MACRO's Charles D. King confessed that having a slate of films with diverse content has not made "it easier" for him as a producer, "But I would say that the marketplace is more receptive to diverse storytelling," he said during the "Financing Your Film: How To Find The Right Partners" panel.

The first day of the conference concluded with the PGA's annual General Membership Meeting where Gail Berman and Lucy Fisher were announced as the Guild's newly elected presidents. Their election is historic for the PGA as it marks the first time two women will serve as Presidents of the Guild.

As a return engagement, on day two of the conference, Produced By 2018 presented the "Producers Mashup," an exciting event that offered attendees the chance to ask direct questions of a variety of veteran producers and development executives.

"If it's about collaboration and you're looking for a writer with a pitch then listen for the opposite of what your instincts might say," Dan Harmon advised during "The Innovation Panel."

"Look for something that sounds unsellable," he added, with producer Randy Barb (RuPaul's Drag Race) stressing that producers "have to go out there find ways to grow what you're doing."

Harmon has created content for four networks and across different platforms and his strategy and formula for success has been the opposite of what he described as "Idea Worship."

"I'm not a big fan of idea-worship," he said. "I think people make the mistake of trying to come up with an idea. Television, in particular, is a comfort tool and the best TV idea is just a generic foundation. It's the execution. It's the actors that you discover. It's the stories that you tell that make a show good or bad. Because it starts with a script, I always look for what I think non-writing executives look for, which is a writer who is passionate about something," Harmon explained.

"This is a great time for point-of-view. Point-of-view is really selling. Everything is about point-of-view and we've discovered that it doesn't have to be relatable. You don't have to be black to watch Atlanta, you can even acknowledge that you don't understand 30% of it if you're white and you like it that way."

During the panel on "Producing An Inclusive Industry," Gail Berman served as moderator and kicked things off by asking: "What does it mean to be inclusive?"

Director Paul Feig (Bridesmaids) stated that "inclusive" means "changing the default setting."

"So before you automatically hire the guy, you go, "Oh wait, could a woman do this? Could a person of color do this?" And the minute you just change that then you start looking at more people and you help to grow the pool of people who are considered legitimate by the studio," he added.

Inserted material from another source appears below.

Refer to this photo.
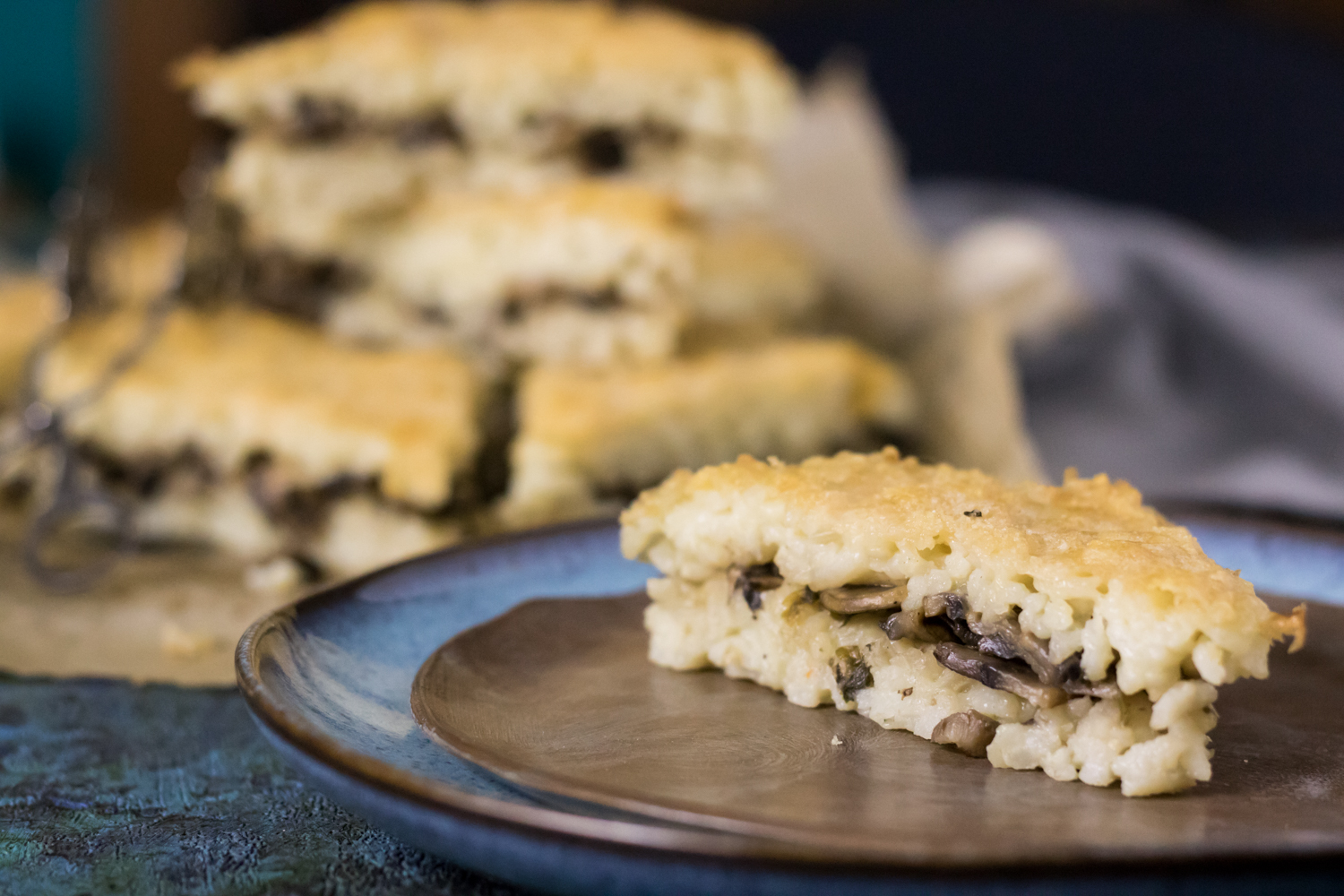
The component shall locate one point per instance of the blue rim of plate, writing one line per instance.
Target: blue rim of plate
(1230, 528)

"Being a producer, being a creator, working in Hollywood" is a "hard job," said Farah during the panel. "And then to add these human elements to it is just another layer, and that's why it has to start with the top.

When it comes to "diverse" and "inclusive" content and "more people of color" working behind the scenes, Farah explained that "It has to be a holistic appreciation to these types of values."

"The political environment has inspired us to say more and do more and be more fearless," Barb said during the Q&A. "Voices need to be loud right now."

A sentiment echoed by Beatrice Springborn, VP of Content Development at Hulu, who said the streaming service is always looking to collaborate with "new voices" with "contemporary and provocative" content.

"The new environment inspires people like us to produce more of the stuff that we've always been inspired by," said Barb.

Attorney Nancy Solomon touched on a myriad of points concerning sexual harassment in the workplace, from "retaliation" to "what happens when the harassment comes from the boss?"

"Encourage people to protect each other," she suggested during the "Inclusive" panel as a way to help change the climate.

"Everyone in this room is a producer, right? These are the people who can change that. At some point, producers need to act," Mike Farah added.